I have had “allergies” (I will explain the quotations later on here) to so many things it isn’t funny. I have IBS-D. I have eczema on my hands and the tops of my feet (only when I wear tight shoes) that is very itchy and causes these tiny blisters that look like wholes in my skin (I can’t remember what it is called). These things along with other health issues have been and become a real pain.
A couple of months ago, I began to go to my allergist. With the oddest luck, they put me in a lukewarm room and I had an attack right in front of her and her staff. She diagnosed (what she called the worst case she had seen…she even has me carry a letter from her around because of it) me with Cholinergic Urticaria, requested some blood work to test for other allergies, and put me on a step program of 4 Zyrtecs, 1 Zantac, and 1 Singular a day and an Abuteral inhaler when I needed it. It has slacked off some, but not gone. She also noticed I had KP and issues with the skin on my face.

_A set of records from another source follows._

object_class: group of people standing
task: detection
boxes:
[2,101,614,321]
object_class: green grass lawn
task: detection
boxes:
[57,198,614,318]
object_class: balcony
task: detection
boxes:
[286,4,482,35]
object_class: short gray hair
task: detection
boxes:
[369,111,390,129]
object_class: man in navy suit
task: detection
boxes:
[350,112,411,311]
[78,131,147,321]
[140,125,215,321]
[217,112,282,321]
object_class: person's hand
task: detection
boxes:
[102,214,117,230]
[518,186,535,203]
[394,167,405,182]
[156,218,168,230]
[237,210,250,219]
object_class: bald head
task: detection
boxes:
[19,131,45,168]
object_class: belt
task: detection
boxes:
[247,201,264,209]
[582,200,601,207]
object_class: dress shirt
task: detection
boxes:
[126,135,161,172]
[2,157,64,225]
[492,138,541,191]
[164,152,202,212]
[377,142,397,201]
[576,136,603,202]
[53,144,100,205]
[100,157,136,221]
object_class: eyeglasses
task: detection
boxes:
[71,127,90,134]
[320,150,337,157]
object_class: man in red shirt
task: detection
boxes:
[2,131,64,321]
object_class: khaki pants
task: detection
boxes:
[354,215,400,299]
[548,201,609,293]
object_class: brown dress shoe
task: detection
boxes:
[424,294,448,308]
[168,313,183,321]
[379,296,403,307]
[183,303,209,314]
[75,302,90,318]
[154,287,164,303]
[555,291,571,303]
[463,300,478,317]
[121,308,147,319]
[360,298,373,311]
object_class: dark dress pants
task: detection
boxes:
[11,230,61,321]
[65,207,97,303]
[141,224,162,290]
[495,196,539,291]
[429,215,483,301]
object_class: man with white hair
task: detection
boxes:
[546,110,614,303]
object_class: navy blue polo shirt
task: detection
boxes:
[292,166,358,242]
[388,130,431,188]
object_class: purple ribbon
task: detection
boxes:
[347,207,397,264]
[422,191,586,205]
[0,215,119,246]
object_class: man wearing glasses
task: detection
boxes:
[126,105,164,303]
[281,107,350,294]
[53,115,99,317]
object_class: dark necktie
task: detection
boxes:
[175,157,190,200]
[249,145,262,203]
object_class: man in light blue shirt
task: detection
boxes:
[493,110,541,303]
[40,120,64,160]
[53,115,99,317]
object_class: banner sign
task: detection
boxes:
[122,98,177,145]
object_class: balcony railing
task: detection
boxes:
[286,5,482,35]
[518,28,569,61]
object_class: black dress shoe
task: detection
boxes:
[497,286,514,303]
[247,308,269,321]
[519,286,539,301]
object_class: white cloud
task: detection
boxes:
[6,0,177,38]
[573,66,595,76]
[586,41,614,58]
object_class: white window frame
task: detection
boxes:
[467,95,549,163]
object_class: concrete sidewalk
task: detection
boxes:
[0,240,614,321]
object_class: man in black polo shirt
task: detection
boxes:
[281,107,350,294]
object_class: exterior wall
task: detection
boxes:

I went back the next month to discuss my progress and the results of the blood work I had done. All of my allergy tests came back negative (despite my reactions to these things). She actually didn’t seem surprised because, according to her, most cholinergic urticaria sufferers tend to have negative results to them.
When her nurse was taking my vitals, I was in a tachycardia. This isn’t a surprise to me because I have had an AVNRT ablation for it (which helped but did not take it completely away), have hypertension with episodes of hypertensive crisis, and erratic blood sugar levels for many years. However, this nurse is also a nurse in cardiology and it scared her half to death. I didn’t even think anything of it until my allergist mentioned to me that I scared her nurse because of it. I just laughed and felt so bad for her.
However, it sparked my allergist’s curiosity and she ordered a 24hr urine sample for histamine and metanephrine levels to test me for mast cell diseases and an adrenal gland tumor. I got those results in my MyChart (I go to the Cleveland Clinic system) today and I am not sure exactly what to make of them. I am waiting for an explanation from my allergist in the next few days. Here are the results though:
162 (52-341) ug 24hr
454 (88-444) ug 24hr
616 (140-785) ug 24hr
Histamine nol/g Creat:
506 nmol/L Cr
0-450 nmol/L Cr
Now, if you can make heads or tails out of it, be glad to give me input. I will keep everyone up to date.